On Tuesday, I reported on the thousands of renewals for the Deferred Action for Childhood Arrivals (DACA) that were mailed on time by Dreamers, but rejected as “late” by Homeland Security because of U.S. Postal Service delays. Homeland Security estimates that 4,000 people were shut out because of this draconian decision.
The New York Immigration Coalition and I-ARC, a network of legal service providers to which I belong, along with my own organization CARECEN, collected examples of egregious instances of applications that were delayed for days and even weeks at the Chicago postal facility, only to be delivered a day or two after the October 5 deadline for receipt by Homeland Security. In some cases, the applications were actually delivered to Homeland Security on the final day to apply, but Homeland Security staff refused to receive them.
On Wednesday night, the Acting Homeland Security Secretary Elaine Duke announced that applications that were mailed in a timely manner, but which were not received because of U.S. Postal Service delays, will now be accepted.
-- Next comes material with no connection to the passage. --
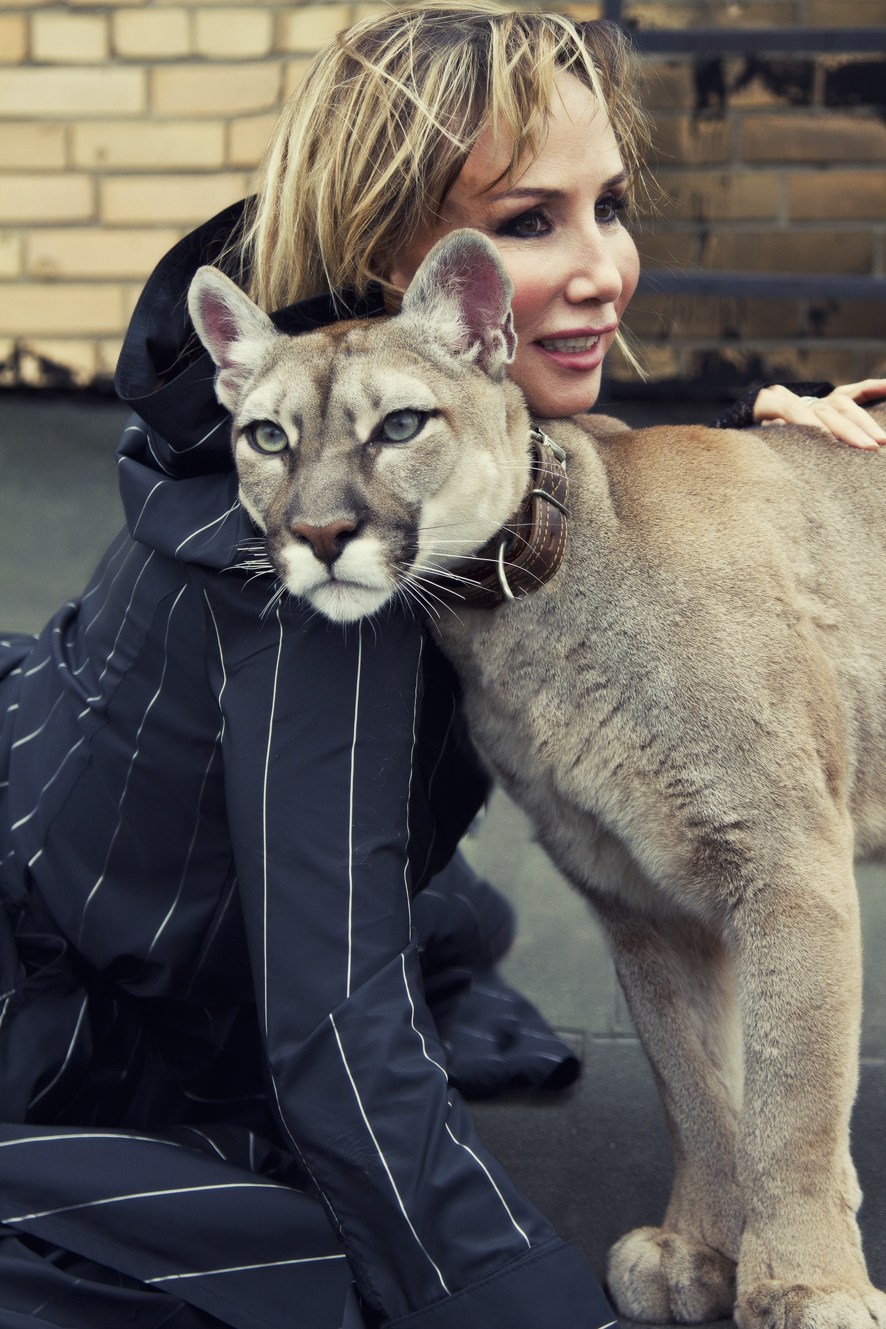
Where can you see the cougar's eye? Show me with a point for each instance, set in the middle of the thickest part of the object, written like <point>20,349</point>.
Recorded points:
<point>401,424</point>
<point>267,436</point>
It is unclear how many of the “late filings” will be saved by this announcement. The New York Times estimates that it may be as few as 100 cases.
Steve Choi, head of the New York Immigration Coalition, said he believed the number would be significantly higher.
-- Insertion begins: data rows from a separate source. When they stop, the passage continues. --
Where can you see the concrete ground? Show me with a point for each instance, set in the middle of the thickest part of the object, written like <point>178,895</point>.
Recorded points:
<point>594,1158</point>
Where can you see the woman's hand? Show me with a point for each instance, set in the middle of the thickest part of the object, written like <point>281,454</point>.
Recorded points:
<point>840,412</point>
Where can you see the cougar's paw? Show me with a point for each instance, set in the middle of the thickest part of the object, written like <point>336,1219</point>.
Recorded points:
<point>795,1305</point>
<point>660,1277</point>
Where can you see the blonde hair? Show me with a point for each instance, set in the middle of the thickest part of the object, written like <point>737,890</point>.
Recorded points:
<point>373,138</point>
Camille Mackler, Immigration Legal Policy Director of the New York Immigration Coalition, said Wednesday that she was glad to see United States Citizenship and Immigration Services (USCIS) “do the right thing by accepting these applications.”
Mackler had spearheaded the effort to salvage at least some of the applications. She said that the USCIS is expected to issue an announcement soon about what steps those whose DACA applications were rejected need to follow to renew their status.